Viviamo purtroppo in un'epoca di grandi incertezze, e costruire un bagaglio linguistico ampio, che permetta a chiunque di comunicare con persone da tutte le parti del mondo, risulta di fondamentale importanza.

Inoltre spesso abbiamo notato come la scuola non venga ancora percepita all'avanguardia nelle tecniche di insegnamento linguistico: dalla nostra siamo tutti d'accordo nel sostenere che la lingua inglese andrebbe studiata meglio.

I campi estivi offrono in particolare un apprendimento della lingua vivo ed esperienzale, che risulta essere quasi più importante rispetto all'apprendimento della mera grammatica. Tra le difficoltà più riscontrate nello studio dell'inglese, troviamo appunto lo speaking, proprio perché l'impostazione del nostro sistema scolastico favorisce ancora, purtroppo, il solo apprendimento scritto.

Iniziative come quella di Open Minds sono quindi di vitale importanza per favorire e supportare i ragazzi nello studio dell'inglese, per aprire ancora più possibilità nel loro futuro.

 3 Domande e risposte frequenti sui centri estivi in inglese

Ecco la nostra risposta ad alcune delle piuì frequenti domande dei genitori sui summer camp in inglese

  • I docenti madrelingua parlano sempre inglese?

Si, ma non vi dovete preoccupare! Ci sono molte maniere per farsi capire dai bambini (mimo, gesti, disegni), i bambini gradualmente arrivano  a capire globalmente ciò che i docenti dicono, senza necessariamente intendere ogni parola. Questo è ciò che accade quando il bambino impara la lingua madre, si va da una comprensione globale dell'enunciato alla conoscenza delle parole (mai il contrario). Con calma e senza mai giudicare i bambini, i progressi arrivano...mi raccomando, genitori, NON interrogate i bambini alla uscita del campus.

  • Che cosa impareranno in due settimane?

Sicuramente non impareranno a parlare in inglese!
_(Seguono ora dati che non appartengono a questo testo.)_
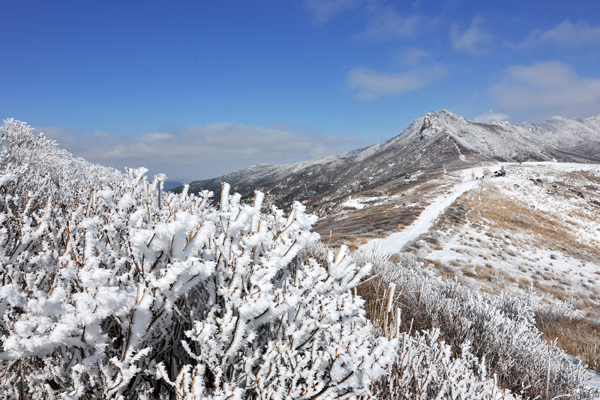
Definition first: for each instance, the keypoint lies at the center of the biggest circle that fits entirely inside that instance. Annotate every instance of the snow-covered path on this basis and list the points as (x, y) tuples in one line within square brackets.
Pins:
[(396, 241)]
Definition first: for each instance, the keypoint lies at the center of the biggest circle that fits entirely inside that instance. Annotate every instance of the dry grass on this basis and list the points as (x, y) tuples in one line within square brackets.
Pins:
[(577, 336)]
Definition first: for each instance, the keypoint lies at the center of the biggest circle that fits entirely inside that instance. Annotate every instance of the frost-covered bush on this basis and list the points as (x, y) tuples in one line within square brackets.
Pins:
[(500, 330), (111, 288), (426, 368)]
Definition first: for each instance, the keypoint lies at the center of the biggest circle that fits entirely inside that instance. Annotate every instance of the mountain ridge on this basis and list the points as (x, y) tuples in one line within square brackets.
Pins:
[(438, 141)]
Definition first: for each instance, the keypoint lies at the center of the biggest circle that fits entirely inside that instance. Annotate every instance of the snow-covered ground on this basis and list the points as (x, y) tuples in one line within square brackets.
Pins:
[(396, 241), (539, 225), (594, 381)]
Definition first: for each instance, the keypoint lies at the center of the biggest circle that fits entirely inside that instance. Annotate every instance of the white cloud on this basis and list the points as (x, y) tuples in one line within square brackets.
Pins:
[(564, 34), (323, 10), (492, 116), (473, 40), (371, 84), (413, 56), (200, 152), (543, 90), (386, 24)]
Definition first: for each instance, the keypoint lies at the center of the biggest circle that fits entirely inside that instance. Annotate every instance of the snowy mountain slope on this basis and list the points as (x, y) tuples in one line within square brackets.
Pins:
[(439, 140), (537, 226)]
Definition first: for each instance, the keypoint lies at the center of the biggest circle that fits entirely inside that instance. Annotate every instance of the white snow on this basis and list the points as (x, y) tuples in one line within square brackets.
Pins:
[(396, 241)]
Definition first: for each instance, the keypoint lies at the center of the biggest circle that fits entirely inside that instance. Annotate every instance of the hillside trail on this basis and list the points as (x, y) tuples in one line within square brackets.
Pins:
[(396, 241)]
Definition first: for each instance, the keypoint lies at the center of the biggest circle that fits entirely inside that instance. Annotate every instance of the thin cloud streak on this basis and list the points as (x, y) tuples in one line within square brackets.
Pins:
[(492, 116), (370, 84), (386, 24), (543, 90), (564, 34), (474, 39), (200, 152)]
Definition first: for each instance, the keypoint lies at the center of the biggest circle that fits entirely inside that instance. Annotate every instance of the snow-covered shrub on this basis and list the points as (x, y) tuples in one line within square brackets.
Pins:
[(500, 330), (426, 368), (111, 288)]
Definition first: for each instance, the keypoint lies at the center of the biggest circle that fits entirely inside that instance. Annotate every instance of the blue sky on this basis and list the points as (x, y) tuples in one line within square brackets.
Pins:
[(196, 89)]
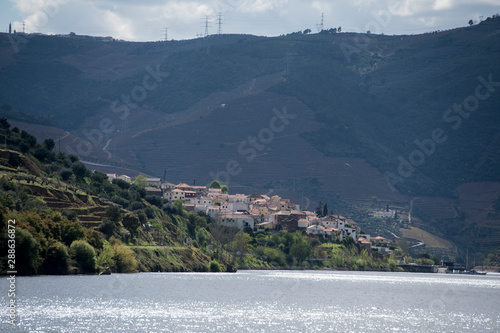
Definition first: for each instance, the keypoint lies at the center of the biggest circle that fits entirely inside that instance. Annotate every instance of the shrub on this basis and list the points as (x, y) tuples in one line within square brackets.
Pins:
[(214, 266), (84, 255), (57, 260), (124, 259), (27, 249)]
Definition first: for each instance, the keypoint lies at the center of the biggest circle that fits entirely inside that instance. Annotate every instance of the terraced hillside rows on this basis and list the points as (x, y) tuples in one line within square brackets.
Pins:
[(89, 209)]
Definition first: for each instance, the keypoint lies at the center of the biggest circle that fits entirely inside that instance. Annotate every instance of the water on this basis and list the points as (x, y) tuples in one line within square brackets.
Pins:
[(256, 301)]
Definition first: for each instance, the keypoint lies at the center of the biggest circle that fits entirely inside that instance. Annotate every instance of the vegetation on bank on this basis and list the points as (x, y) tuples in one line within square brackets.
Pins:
[(71, 220)]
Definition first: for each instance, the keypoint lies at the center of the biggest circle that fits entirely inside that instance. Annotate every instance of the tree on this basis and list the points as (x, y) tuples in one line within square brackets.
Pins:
[(4, 124), (300, 250), (319, 209), (325, 210), (241, 243), (113, 213), (27, 249), (57, 259), (141, 181), (215, 184), (49, 144), (124, 259), (79, 170), (84, 255)]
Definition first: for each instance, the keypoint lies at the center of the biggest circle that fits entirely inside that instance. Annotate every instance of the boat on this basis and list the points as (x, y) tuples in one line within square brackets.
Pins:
[(106, 271), (474, 272)]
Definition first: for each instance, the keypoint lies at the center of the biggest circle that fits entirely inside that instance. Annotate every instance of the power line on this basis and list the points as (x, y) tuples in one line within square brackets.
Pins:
[(320, 26), (206, 25)]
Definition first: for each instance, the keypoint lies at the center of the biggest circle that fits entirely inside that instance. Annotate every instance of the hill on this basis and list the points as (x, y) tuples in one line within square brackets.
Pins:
[(332, 116)]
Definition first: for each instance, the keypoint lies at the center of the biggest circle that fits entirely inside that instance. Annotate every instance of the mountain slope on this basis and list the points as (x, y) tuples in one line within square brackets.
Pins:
[(360, 109)]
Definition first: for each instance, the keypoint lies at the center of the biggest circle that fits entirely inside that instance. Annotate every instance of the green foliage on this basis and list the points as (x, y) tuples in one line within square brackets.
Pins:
[(215, 266), (124, 259), (106, 257), (131, 222), (301, 249), (215, 184), (84, 256), (141, 181), (57, 260), (113, 213), (241, 244)]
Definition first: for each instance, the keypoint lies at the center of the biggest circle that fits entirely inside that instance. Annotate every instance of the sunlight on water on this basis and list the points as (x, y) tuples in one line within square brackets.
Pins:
[(249, 301)]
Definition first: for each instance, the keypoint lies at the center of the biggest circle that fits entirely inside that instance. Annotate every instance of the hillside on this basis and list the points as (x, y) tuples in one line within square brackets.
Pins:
[(357, 104)]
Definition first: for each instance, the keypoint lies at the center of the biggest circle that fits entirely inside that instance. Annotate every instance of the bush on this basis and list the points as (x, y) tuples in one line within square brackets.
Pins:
[(57, 260), (215, 266), (84, 255), (27, 249), (124, 259)]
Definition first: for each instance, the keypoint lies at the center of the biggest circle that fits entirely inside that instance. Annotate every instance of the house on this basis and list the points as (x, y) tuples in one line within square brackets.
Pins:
[(167, 186), (303, 223), (154, 182), (175, 195), (380, 241), (315, 230), (365, 243), (153, 191), (189, 197), (239, 221), (384, 214), (125, 178), (111, 176)]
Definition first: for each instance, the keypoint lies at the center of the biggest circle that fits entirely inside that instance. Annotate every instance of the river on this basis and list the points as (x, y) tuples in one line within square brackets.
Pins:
[(255, 301)]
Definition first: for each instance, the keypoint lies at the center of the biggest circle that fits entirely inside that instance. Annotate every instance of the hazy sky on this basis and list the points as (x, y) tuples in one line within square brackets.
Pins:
[(146, 20)]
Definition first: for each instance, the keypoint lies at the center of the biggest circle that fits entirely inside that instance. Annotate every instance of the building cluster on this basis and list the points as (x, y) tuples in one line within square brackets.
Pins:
[(258, 212)]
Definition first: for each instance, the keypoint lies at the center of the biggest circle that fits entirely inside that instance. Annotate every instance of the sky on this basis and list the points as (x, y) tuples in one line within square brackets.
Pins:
[(153, 20)]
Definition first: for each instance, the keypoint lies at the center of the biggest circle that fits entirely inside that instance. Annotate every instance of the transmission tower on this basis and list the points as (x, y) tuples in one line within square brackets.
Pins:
[(320, 26), (166, 34), (206, 25), (219, 22)]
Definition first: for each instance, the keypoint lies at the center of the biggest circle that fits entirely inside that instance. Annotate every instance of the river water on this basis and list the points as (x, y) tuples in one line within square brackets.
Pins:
[(255, 301)]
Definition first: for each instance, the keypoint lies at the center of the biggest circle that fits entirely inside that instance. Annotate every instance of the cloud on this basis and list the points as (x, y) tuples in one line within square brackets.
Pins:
[(186, 11), (145, 20)]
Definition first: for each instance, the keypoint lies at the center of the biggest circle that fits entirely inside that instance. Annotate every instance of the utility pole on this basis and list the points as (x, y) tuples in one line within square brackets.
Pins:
[(219, 19), (166, 34), (288, 61)]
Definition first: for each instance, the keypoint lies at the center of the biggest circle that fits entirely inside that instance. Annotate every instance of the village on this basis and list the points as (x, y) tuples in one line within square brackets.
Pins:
[(258, 213)]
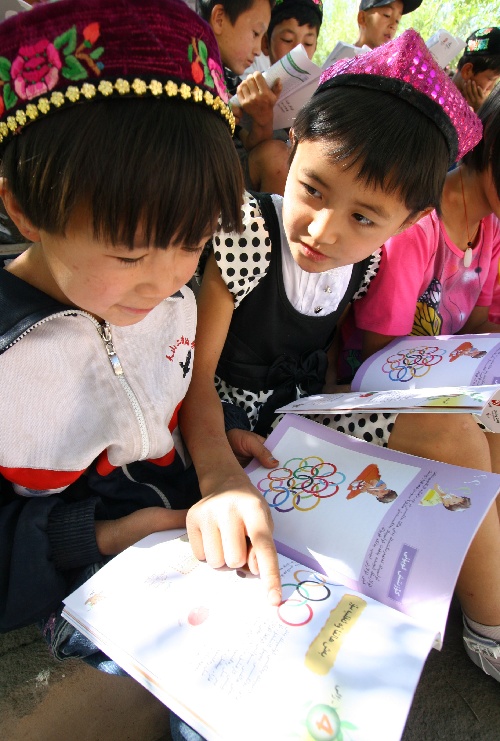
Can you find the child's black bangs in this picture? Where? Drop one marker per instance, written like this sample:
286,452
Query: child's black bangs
391,144
162,172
Queste sono esperienze di "sensibilizzazione" all'inglese, non veri e propri "corsi di inglese". Potremmo metterci ed insegnare ai bambini 30 parole in inglese, alla fine del campus le saprebbero. Ma non è questo lo scopo. Lo scopo è che i bambini vedano l'inglese per ciò che è, uno strumento di comunicazione per fare cose divertenti con persone interessanti. Impareranno non singole parole ma ad ascolatre e cercare di captare il significato delle frasi, impareranno a buttarsi per farsi capire, impareranno a collegare in modo intuitivo cosa/parola (o meglio richiesta/frase). Possibilmente, si divertiranno cosi tanto da vedere nell'inglese non una scocciatura, ma una cosa bella.

  • Come mantenere l'inglese dopo il summer camp?

Questa è la domanda migliore! Non perdete il patrimonio accumulato nel summer camp, continuate a fre divertire i bambini in inglese, rinforzando il loro bagaglio con vari stimoli informali quali: video, canzoni, giochi enigmistici (wordsearch etc). Si trova di tutto online, per esempio di trovano moltissimi giochi di memoria che si possono fare online. Provate a guardare con loro i cartoni in lingua originale, lodateli per il loro sforzo. Andate a mangiare in un posto con il menu scritto in inglese. Comprate degli audiobook o scaricate delle tracce audio. Ascoltate le canzoni. Ci sono moltissimi modi. la lingua si impara quando la si vive! E quando soprattutto la si vive non come un obbligo, ma come una scelta e un divertimento.